If this picture seems absurd, then, it must be admitted that there is a reason in nature why the dress of woman should forever remain different from that of man, in the same manner that the hand of her Creator has shaped her delicate limbs and golden hair differently from the rugged organization of man. Woman was meant to be more than a worker; she was meant for the poet and artist of life; she was meant to be the charmer; and that is the reason, dear Miss Minerva, why to the end of time you cannot help it that women always will, and must, give more care and thought to dress than men.
To be sure, this runs into a thousand follies and extravagances; but in this as in everything else the remedy is not extirpation, but direction.
Certainly my pretty wife's pretty toilets had a success in our limited circle, which might possibly have been denied in fashionable society at Saratoga and Newport. She was beauty, color, and life to our little world, and followed by almost adoring eyes wherever she went. It was as real an accession of light and joy to the simple ways of our household to have her there, as a choice picture, or a marvelous strain of music.
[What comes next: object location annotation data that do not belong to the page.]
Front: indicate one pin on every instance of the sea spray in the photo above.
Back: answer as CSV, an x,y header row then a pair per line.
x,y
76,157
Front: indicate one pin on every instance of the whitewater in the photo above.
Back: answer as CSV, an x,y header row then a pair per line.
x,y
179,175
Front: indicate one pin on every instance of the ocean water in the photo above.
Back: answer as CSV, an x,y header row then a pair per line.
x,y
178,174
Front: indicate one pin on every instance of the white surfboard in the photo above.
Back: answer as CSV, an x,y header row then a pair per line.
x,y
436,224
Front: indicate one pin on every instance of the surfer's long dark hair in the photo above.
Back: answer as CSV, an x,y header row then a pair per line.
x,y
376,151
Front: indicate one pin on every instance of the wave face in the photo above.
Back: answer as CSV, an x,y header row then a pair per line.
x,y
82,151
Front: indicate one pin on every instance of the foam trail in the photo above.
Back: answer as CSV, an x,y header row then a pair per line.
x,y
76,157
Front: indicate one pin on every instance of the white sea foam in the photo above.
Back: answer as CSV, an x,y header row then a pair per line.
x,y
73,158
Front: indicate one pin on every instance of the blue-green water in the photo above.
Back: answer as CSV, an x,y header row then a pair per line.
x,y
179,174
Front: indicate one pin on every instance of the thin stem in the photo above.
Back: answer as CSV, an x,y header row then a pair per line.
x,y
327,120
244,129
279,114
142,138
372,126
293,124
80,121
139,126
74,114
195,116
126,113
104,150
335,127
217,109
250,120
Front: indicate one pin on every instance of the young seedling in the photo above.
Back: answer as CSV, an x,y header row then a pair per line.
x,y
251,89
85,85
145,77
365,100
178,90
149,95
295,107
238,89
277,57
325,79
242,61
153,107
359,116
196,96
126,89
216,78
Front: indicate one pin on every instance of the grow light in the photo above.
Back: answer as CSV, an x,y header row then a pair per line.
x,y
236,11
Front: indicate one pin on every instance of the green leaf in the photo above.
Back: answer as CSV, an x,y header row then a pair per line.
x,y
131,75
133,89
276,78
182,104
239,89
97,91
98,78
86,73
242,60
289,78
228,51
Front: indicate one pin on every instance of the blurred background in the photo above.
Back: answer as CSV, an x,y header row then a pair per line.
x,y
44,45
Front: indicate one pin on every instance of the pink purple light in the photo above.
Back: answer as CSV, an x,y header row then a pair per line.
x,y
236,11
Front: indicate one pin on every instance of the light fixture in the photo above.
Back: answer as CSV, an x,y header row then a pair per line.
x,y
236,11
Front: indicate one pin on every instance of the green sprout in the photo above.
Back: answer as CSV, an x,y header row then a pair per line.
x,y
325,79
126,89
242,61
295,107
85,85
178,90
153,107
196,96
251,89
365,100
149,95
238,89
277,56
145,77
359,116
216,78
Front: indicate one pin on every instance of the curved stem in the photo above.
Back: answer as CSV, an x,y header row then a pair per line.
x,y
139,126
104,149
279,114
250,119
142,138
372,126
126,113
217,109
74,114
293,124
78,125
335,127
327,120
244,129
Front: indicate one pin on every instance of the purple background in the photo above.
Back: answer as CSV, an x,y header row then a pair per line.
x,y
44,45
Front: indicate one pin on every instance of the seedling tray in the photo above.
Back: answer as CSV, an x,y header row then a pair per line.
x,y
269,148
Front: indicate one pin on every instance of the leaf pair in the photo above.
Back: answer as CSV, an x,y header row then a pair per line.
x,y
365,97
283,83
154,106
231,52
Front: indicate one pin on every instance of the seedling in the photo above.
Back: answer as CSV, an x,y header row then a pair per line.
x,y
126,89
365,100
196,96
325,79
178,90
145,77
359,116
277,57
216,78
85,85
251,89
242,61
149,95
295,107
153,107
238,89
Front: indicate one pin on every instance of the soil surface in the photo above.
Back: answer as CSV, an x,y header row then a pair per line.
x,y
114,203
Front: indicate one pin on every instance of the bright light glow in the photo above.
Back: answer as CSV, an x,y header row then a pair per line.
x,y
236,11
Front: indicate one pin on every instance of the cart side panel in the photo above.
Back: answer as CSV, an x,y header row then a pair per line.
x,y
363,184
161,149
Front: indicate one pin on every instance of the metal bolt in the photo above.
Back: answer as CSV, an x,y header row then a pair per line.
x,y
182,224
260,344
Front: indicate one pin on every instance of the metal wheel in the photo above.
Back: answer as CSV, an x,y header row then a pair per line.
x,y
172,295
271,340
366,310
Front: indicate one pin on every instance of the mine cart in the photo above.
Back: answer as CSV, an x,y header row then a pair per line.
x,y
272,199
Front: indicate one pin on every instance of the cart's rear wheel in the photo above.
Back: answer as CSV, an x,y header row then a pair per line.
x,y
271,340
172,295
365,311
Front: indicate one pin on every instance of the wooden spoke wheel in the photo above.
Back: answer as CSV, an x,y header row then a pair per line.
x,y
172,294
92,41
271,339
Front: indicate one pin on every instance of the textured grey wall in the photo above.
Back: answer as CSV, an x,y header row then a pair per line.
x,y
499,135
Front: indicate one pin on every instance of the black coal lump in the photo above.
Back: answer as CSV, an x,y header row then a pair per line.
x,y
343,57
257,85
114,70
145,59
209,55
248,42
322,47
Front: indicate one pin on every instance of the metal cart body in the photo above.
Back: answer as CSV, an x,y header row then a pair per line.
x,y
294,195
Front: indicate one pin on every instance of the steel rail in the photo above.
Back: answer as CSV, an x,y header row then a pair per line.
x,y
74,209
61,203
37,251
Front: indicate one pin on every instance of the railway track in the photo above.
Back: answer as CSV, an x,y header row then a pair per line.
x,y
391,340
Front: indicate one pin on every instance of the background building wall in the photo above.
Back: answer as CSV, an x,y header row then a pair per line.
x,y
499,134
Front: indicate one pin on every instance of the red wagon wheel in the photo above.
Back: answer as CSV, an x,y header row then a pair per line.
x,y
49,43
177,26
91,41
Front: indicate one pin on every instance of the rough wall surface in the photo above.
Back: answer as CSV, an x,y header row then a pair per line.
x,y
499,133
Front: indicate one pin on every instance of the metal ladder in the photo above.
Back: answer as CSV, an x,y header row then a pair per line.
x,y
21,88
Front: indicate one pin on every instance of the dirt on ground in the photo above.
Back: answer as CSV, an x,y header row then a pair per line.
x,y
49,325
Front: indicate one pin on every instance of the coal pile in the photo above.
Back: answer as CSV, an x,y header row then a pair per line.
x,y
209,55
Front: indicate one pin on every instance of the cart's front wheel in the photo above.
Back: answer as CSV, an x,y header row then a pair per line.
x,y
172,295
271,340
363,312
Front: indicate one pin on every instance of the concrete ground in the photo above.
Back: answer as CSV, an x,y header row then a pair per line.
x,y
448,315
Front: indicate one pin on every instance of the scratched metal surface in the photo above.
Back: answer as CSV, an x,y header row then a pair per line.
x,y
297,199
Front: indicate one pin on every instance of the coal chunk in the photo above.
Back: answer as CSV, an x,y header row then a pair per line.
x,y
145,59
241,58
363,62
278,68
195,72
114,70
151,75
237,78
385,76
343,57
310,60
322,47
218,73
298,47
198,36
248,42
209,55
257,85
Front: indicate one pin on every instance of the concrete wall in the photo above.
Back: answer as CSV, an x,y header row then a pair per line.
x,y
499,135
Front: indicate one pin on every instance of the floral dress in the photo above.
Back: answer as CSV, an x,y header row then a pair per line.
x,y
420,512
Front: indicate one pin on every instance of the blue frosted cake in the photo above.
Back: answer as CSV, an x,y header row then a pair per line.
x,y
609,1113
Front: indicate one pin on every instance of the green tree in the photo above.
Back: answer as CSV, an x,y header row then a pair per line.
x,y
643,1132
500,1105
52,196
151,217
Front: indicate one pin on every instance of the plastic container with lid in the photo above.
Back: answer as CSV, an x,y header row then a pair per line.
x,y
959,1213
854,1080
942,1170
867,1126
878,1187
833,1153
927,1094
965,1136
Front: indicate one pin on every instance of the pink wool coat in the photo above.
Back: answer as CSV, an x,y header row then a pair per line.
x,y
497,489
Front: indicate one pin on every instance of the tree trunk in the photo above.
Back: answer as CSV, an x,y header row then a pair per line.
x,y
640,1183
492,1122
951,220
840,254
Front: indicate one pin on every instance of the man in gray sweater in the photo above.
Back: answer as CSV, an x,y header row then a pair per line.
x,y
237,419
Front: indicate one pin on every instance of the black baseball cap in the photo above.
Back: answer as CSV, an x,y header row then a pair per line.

My wife had to perfection the truly artistic gift of dress. Had she lived in Robinson Crusoe's island with no one to look at her but the paroquets and the monkeys, and with no mirror but a pool of water, she would have made a careful toilet every day, from the mere love of beauty; and it was delightful to see how a fresh, young, charming woman, by this faculty of adornment, seemed to make the whole of the sober, old house like a picture or a poem.
"She is like the blossom on a cactus," said my Uncle Jacob. "We have come to our flower, in her; we have it in us; we all like it, but she brings it out; she is our blossom."
In fact, it was charming to see the delight of the two sober, elderly matrons, my mother and my aunt, in turning over and surveying the pretty things of her toilet. My mother, with all her delicate tastes and love of fineness and exquisiteness, had lived in these respects the self-denied life of a poor country minister, who never has but one "best pocket handkerchief," and whom one pair of gloves must last through a year. It was a fresh little scene of delight to see the two way-worn matrons in the calm, silvery twilight of their old age, sitting like a pair of amicable doves on the trunks in our room, while my wife displayed to them all her little store of fineries, and all three chatted them over with as whole-hearted a zeal as if finery were one of the final ends in creation.
Every morning it was a part of the family breakfast to admire some new device of berries or blossoms adapted to her toilet. Now, it was knots of blue violets, and now clusters of apple blossoms, that seemed to adapt themselves to the purpose, as if they had been made for it. In the same manner she went about the house filling all possible flower vases with quaint and original combinations of leaves and blossoms till the house bloomed like a garland.